Educated, well-off, Dhaka attackers defy pattern
Associated Press
NEW DELHI
The young men had been missing for months. Their families sensed something was wrong.
It wasn’t until the horror of the weekend hostage crisis in Bangladesh’s capital unfolded that they learned their sons had become radicalized as religious extremists and launched one of the country’s deadliest attacks in recent years.
The young men, armed with knives, bombs and automatic firearms, engaged in a gunbattle with police, killing two and wounding more, then seized a popular restaurant in a Dhaka neighborhood Friday night and held some 35 people hostage. Over the next few hours, they would kill 20 of their captives – including nine Italians, seven Japanese, an Indian teenager and three students at American universities. A witness said some victims were tortured when they could not recite verses from the Quran.
“This is very painful. He killed innocent people,” said the aunt of one of the attackers, Rohan Imtiaz, whose father is a leader in Prime Minister Sheikh Hasina’s governing Awami League party.
“We sensed that Rohan was changing and his behavior increasingly became different,” she told the Associated Press in disbelief.
When Imtiaz went missing Dec. 31, as his mother and father were in India for medical treatment, the family asked the police to help find him.
“My brother went to everybody: police, ministers and higher authorities after he went missing,” said Rohan’s aunt, who refused to be identified by name. “He became just crazy after his son went missing.
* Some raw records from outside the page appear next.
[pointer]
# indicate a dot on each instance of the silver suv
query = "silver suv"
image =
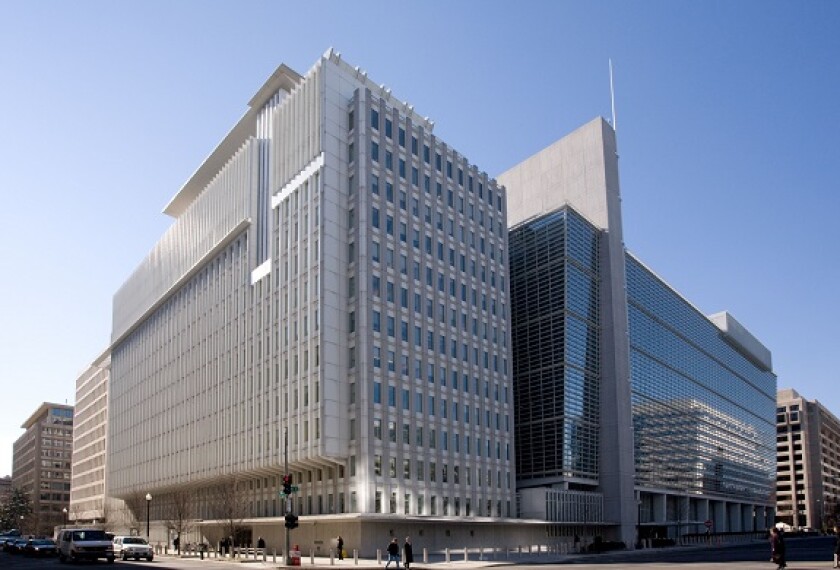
(84, 544)
(133, 547)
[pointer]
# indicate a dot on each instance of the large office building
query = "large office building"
(90, 423)
(41, 466)
(332, 294)
(636, 416)
(808, 445)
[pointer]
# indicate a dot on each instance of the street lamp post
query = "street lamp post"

But nobody could help us.”
As details emerged of the men who laid siege to the Holey Artisan Bakery, it became clear that the attackers did not fit the typical profile for religious radicals coming from economically deprived backgrounds and latching onto extremist groups that promised a new future.
Most had come from privileged backgrounds, and were educated in top schools.
Some analysts said that’s what made them attractive as recruits; their backgrounds meant they would not raise suspicions.
“They do not fit the usual stereotype of the madrassa-educated youth,” said Pinak Ranjan Chakravarty, a former Indian diplomat and policy expert on Bangladesh for the Observer Research Foundation, a New Delhi think tank. “My suspicion is that these young men were roped in by spotters or recruiters.”
He said their defiance of the usual militant profile gave credibility to claims the attackers were part of a campaign waged by extremist groups abroad.